In this case the buffer is not copied directly to screen.

> * But let's say the guest application does display the video. Now you
>   must prevent the spice server from sending the corresponding screen
>   updates either through streaming or regular updates. Otherwise you'll
>   end up doubling the bandwidth usage! (and wasting CPU cycles if it is
>   streaming them)
> 

Yes, you would have to just change the "output" of the streaming to the
destination buffer.

> * However the video detected by the server may not have the same size as
>   the original stream. This is almost always the case when you display a
>   video fullscreen for instance. Furthermore the spice server often
>   detects a video as two videos (e.g. one with the first 100 lines or
>   so, and another with the bottom 140, causing banding in YouTube for
>   instance). So it seems that matching the video being displayed with
>   the intercepted video stream would require solving that issue.
> 

Still this is possible to detect with a guest driver that support operation
like stretch (or 3D!).
About the split, yes, this should be fixed. But with 3D support for instance
the application usually display the whole frames.

> * But it's also possible that parts of the video are simply clipped.
>   Think scrolling a YouTube web page down until the video is only
>   partially visible. Or a dialog popping up in front of the video. Such
>   clipping must not only be detected on the Spice server when attempting
>   to match screen updates with the original video stream, it must also
>   be replicated when the client displays the frames it decoded.
>   Otherwise the video will obscure areas it's not supposed to (e.g. the
>   browser's title bar and tabs).
> 

Our protocol supports clipping. Still sending the clipping require a
more aware guest driver.

> * A variant is that a lot of applications apply overlays to the video,
>   some of them are even translucent: think YouTube ads/comments or movie
>   subtitles. Now you need to send those to the client so it can display
>   them on top the video it decoded. But how do you detect these
>   overlays? It seems like you'll have to decode the video on the server,
>   scale it just right, diff it with the video displayed by the guest
>   application, and send the diff to the client. All that efficiently
>   both from a server CPU usage point of view, and from a network
>   bandwidth one. (otherwise what's the point?)
> 

Yes, quite hard, would need to understand how application handle
the overlay, if using double buffer, drawing directly on top of
the stream or whatever. This could be quite overkilling :(
On the other side considering the possible bandwidth and CPU reduction
a bit of duplication with the overlay would not be a problem.

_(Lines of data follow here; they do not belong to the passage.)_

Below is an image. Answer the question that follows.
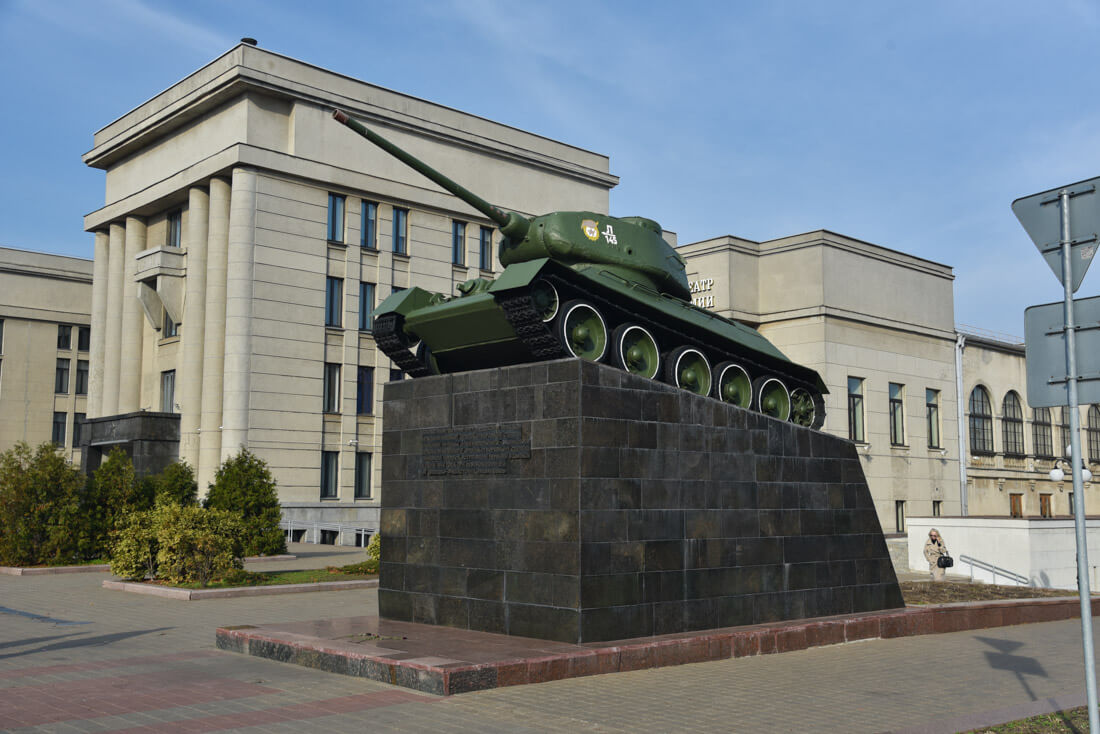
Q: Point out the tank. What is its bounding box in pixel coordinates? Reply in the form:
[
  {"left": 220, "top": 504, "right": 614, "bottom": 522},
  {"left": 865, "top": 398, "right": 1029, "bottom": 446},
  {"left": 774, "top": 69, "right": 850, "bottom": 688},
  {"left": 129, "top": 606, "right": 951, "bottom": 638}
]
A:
[{"left": 332, "top": 110, "right": 828, "bottom": 428}]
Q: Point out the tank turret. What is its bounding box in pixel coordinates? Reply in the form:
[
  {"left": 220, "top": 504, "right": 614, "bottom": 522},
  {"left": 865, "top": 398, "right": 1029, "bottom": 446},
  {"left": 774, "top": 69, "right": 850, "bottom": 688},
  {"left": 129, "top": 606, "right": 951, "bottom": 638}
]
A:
[{"left": 332, "top": 110, "right": 828, "bottom": 428}]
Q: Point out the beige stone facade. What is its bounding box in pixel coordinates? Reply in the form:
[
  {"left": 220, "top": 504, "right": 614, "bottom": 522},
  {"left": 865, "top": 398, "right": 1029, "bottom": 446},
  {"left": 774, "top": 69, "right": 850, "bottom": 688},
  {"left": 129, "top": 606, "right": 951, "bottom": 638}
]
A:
[
  {"left": 679, "top": 231, "right": 961, "bottom": 533},
  {"left": 0, "top": 248, "right": 94, "bottom": 461},
  {"left": 85, "top": 45, "right": 617, "bottom": 543},
  {"left": 960, "top": 333, "right": 1100, "bottom": 517}
]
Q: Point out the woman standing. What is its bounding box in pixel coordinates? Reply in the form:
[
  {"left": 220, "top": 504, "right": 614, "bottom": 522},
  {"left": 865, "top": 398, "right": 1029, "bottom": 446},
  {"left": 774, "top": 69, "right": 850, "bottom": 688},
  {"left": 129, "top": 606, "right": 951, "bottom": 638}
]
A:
[{"left": 924, "top": 528, "right": 947, "bottom": 581}]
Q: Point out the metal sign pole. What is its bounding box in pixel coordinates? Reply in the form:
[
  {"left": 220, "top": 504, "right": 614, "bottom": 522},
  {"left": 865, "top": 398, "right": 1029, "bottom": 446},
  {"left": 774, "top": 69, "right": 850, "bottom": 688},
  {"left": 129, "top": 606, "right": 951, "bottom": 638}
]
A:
[{"left": 1058, "top": 189, "right": 1100, "bottom": 732}]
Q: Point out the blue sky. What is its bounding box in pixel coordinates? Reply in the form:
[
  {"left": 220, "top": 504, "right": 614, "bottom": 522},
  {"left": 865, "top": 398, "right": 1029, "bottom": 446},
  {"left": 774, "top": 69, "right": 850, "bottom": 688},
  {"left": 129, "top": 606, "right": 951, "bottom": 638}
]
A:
[{"left": 0, "top": 0, "right": 1100, "bottom": 335}]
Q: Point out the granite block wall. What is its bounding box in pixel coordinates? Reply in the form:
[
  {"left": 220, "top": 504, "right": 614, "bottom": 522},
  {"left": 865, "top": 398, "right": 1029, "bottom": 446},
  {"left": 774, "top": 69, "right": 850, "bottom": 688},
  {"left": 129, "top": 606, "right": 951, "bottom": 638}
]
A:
[{"left": 378, "top": 360, "right": 903, "bottom": 643}]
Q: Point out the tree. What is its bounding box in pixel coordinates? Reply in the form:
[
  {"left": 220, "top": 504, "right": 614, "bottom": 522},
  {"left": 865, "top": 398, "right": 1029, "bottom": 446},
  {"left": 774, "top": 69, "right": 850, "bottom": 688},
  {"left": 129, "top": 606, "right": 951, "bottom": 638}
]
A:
[
  {"left": 204, "top": 447, "right": 286, "bottom": 556},
  {"left": 0, "top": 441, "right": 86, "bottom": 566}
]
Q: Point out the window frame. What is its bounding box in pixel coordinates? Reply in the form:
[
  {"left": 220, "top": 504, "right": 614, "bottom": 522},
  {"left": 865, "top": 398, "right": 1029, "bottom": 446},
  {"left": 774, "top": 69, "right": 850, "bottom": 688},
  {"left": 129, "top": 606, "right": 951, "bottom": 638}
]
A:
[
  {"left": 325, "top": 275, "right": 343, "bottom": 329},
  {"left": 391, "top": 207, "right": 409, "bottom": 258},
  {"left": 451, "top": 219, "right": 466, "bottom": 267},
  {"left": 321, "top": 362, "right": 343, "bottom": 415},
  {"left": 1001, "top": 390, "right": 1027, "bottom": 459},
  {"left": 967, "top": 385, "right": 997, "bottom": 456},
  {"left": 887, "top": 382, "right": 905, "bottom": 447},
  {"left": 352, "top": 451, "right": 374, "bottom": 500},
  {"left": 319, "top": 451, "right": 340, "bottom": 500},
  {"left": 325, "top": 191, "right": 348, "bottom": 244},
  {"left": 1032, "top": 408, "right": 1055, "bottom": 459},
  {"left": 359, "top": 199, "right": 378, "bottom": 250},
  {"left": 848, "top": 375, "right": 867, "bottom": 443}
]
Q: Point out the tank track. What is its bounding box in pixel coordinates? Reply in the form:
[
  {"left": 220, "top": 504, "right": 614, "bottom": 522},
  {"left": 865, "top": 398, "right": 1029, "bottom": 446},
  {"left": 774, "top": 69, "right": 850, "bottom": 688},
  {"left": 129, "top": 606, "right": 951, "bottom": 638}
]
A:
[
  {"left": 374, "top": 314, "right": 431, "bottom": 377},
  {"left": 496, "top": 288, "right": 563, "bottom": 360}
]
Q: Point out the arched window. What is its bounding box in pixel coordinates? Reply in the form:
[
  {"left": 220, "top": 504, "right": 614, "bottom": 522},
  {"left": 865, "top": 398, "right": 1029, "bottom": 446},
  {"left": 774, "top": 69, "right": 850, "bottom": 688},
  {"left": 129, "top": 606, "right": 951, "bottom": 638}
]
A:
[
  {"left": 970, "top": 385, "right": 993, "bottom": 454},
  {"left": 1086, "top": 405, "right": 1100, "bottom": 463},
  {"left": 1001, "top": 391, "right": 1024, "bottom": 457},
  {"left": 1032, "top": 408, "right": 1054, "bottom": 459}
]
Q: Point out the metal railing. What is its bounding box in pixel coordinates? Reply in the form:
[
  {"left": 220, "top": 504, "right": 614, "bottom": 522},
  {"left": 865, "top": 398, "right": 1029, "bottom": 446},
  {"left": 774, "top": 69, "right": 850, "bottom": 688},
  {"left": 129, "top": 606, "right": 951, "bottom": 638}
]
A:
[{"left": 959, "top": 556, "right": 1031, "bottom": 587}]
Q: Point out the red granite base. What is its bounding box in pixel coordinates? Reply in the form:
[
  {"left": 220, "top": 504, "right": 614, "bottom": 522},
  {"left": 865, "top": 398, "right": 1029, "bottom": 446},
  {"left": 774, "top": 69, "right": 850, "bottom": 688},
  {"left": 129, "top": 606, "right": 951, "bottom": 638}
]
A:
[{"left": 217, "top": 596, "right": 1100, "bottom": 695}]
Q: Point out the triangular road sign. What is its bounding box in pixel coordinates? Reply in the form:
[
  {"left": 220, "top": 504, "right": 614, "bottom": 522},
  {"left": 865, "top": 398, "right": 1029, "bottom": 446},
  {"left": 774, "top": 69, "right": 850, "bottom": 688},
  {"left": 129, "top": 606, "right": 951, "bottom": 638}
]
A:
[{"left": 1012, "top": 177, "right": 1100, "bottom": 293}]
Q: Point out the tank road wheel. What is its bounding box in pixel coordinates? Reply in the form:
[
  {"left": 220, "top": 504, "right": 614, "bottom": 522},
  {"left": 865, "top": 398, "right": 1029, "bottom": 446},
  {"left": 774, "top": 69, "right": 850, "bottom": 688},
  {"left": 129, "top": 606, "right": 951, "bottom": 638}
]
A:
[
  {"left": 752, "top": 377, "right": 791, "bottom": 420},
  {"left": 558, "top": 300, "right": 607, "bottom": 362},
  {"left": 714, "top": 362, "right": 752, "bottom": 409},
  {"left": 664, "top": 347, "right": 711, "bottom": 395},
  {"left": 530, "top": 278, "right": 561, "bottom": 324},
  {"left": 612, "top": 324, "right": 661, "bottom": 380}
]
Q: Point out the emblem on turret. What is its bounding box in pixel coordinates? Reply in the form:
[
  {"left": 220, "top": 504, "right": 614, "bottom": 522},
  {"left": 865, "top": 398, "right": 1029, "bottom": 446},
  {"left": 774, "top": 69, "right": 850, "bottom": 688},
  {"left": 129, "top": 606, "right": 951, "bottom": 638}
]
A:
[{"left": 581, "top": 219, "right": 600, "bottom": 242}]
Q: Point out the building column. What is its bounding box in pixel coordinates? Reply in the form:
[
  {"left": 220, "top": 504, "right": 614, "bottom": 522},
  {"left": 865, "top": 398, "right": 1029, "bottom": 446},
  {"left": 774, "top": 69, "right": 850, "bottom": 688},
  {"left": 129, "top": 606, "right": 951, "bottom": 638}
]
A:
[
  {"left": 176, "top": 186, "right": 210, "bottom": 469},
  {"left": 111, "top": 217, "right": 145, "bottom": 413},
  {"left": 99, "top": 223, "right": 127, "bottom": 416},
  {"left": 221, "top": 168, "right": 256, "bottom": 459},
  {"left": 196, "top": 178, "right": 231, "bottom": 495},
  {"left": 86, "top": 231, "right": 111, "bottom": 418}
]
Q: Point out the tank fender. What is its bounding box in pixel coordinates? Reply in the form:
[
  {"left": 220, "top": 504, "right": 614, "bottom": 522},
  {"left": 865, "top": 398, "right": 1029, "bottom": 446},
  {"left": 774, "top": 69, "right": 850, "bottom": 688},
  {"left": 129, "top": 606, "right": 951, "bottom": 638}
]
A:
[{"left": 488, "top": 258, "right": 550, "bottom": 293}]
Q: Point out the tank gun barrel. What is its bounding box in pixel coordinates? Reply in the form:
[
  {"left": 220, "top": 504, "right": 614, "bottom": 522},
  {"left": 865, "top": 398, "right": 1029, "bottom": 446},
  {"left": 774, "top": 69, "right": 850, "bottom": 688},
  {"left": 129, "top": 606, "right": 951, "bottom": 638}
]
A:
[{"left": 332, "top": 109, "right": 530, "bottom": 237}]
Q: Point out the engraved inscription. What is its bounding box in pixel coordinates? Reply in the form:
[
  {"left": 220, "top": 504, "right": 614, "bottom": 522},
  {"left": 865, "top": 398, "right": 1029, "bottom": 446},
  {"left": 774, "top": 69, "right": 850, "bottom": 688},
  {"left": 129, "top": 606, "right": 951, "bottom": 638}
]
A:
[{"left": 421, "top": 426, "right": 531, "bottom": 476}]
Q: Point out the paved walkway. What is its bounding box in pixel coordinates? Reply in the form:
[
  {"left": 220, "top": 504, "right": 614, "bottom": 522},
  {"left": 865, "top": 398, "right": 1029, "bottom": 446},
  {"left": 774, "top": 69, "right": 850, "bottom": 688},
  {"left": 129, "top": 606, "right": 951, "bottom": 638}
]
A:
[{"left": 0, "top": 546, "right": 1084, "bottom": 733}]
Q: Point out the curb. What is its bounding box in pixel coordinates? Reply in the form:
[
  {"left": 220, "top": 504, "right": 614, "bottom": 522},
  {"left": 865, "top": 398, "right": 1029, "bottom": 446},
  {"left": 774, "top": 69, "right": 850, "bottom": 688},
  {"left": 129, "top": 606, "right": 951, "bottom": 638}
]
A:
[
  {"left": 0, "top": 563, "right": 111, "bottom": 576},
  {"left": 103, "top": 579, "right": 378, "bottom": 602},
  {"left": 215, "top": 596, "right": 1100, "bottom": 695}
]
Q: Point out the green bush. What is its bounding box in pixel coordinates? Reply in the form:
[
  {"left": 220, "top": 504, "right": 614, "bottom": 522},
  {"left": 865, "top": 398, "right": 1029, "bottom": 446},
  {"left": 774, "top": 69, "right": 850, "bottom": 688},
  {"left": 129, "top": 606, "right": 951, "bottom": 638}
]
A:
[
  {"left": 205, "top": 448, "right": 286, "bottom": 556},
  {"left": 153, "top": 504, "right": 243, "bottom": 587},
  {"left": 111, "top": 510, "right": 160, "bottom": 581},
  {"left": 0, "top": 441, "right": 87, "bottom": 566}
]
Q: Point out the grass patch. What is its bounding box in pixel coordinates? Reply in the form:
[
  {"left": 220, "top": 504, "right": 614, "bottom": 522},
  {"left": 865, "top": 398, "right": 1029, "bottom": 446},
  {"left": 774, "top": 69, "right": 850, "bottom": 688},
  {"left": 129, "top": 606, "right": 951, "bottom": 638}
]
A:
[
  {"left": 967, "top": 706, "right": 1089, "bottom": 734},
  {"left": 154, "top": 561, "right": 378, "bottom": 589},
  {"left": 898, "top": 581, "right": 1077, "bottom": 606}
]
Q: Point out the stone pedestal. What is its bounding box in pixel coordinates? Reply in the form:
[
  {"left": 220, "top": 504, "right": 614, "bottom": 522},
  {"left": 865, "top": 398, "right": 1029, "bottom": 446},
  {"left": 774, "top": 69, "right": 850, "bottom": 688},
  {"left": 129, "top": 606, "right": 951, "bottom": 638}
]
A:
[{"left": 378, "top": 360, "right": 903, "bottom": 643}]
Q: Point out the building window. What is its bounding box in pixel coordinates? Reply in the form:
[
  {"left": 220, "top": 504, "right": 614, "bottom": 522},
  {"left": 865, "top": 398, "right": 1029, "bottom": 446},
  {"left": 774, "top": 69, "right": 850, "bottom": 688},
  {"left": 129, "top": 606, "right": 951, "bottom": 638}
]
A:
[
  {"left": 1032, "top": 408, "right": 1054, "bottom": 459},
  {"left": 322, "top": 362, "right": 340, "bottom": 413},
  {"left": 54, "top": 359, "right": 69, "bottom": 395},
  {"left": 321, "top": 451, "right": 339, "bottom": 500},
  {"left": 1001, "top": 391, "right": 1024, "bottom": 457},
  {"left": 76, "top": 360, "right": 88, "bottom": 395},
  {"left": 328, "top": 194, "right": 344, "bottom": 243},
  {"left": 394, "top": 207, "right": 409, "bottom": 255},
  {"left": 73, "top": 413, "right": 87, "bottom": 446},
  {"left": 1085, "top": 405, "right": 1100, "bottom": 463},
  {"left": 161, "top": 370, "right": 176, "bottom": 413},
  {"left": 479, "top": 227, "right": 493, "bottom": 270},
  {"left": 1054, "top": 408, "right": 1073, "bottom": 458},
  {"left": 164, "top": 209, "right": 184, "bottom": 248},
  {"left": 924, "top": 388, "right": 944, "bottom": 449},
  {"left": 325, "top": 276, "right": 343, "bottom": 328},
  {"left": 50, "top": 412, "right": 68, "bottom": 446},
  {"left": 451, "top": 219, "right": 466, "bottom": 265},
  {"left": 359, "top": 283, "right": 374, "bottom": 331},
  {"left": 970, "top": 385, "right": 993, "bottom": 454},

> * One way to avoid the Spice server-side issues would be for the decoder
>   to return fake content that's constant, like a green screen. Then the
>   Spice server no longer needs to match screen updates since there are
>   none. But you still have all the issues with transcoding applications,
>   figuring out where to display the video on the client, clipped videos,
>   overlay detection and handling, sending translucency information, etc.
> 
> * Then there's all the niggly details like expanded codec support, what
>   happens when a passthrough-capable client connects or disconnects
>   while a video is already playing, or what happens when a
>   passthrough-capable client connects at the same time as a
>   non-passthrough-capable one, etc.
> 

The possible guest driver would advise the codec supported and application
stop using our decoder if new profiles are not implemented.
Yes, supporting connection/disconnection would require to have control
of the internal compression state to send it at the beginning or simply
in this case you can reencode everything as we are doing now.

> 
> So unfortunately intercepting the original video stream is the easy
> part. The hard part is all the rest :-(
> 

Yes, we are not in the Perfect World (TM) :)

I think in the future we'll have to work more on the guest driver side.
And to support stream pass-throught that's far far much distance to go.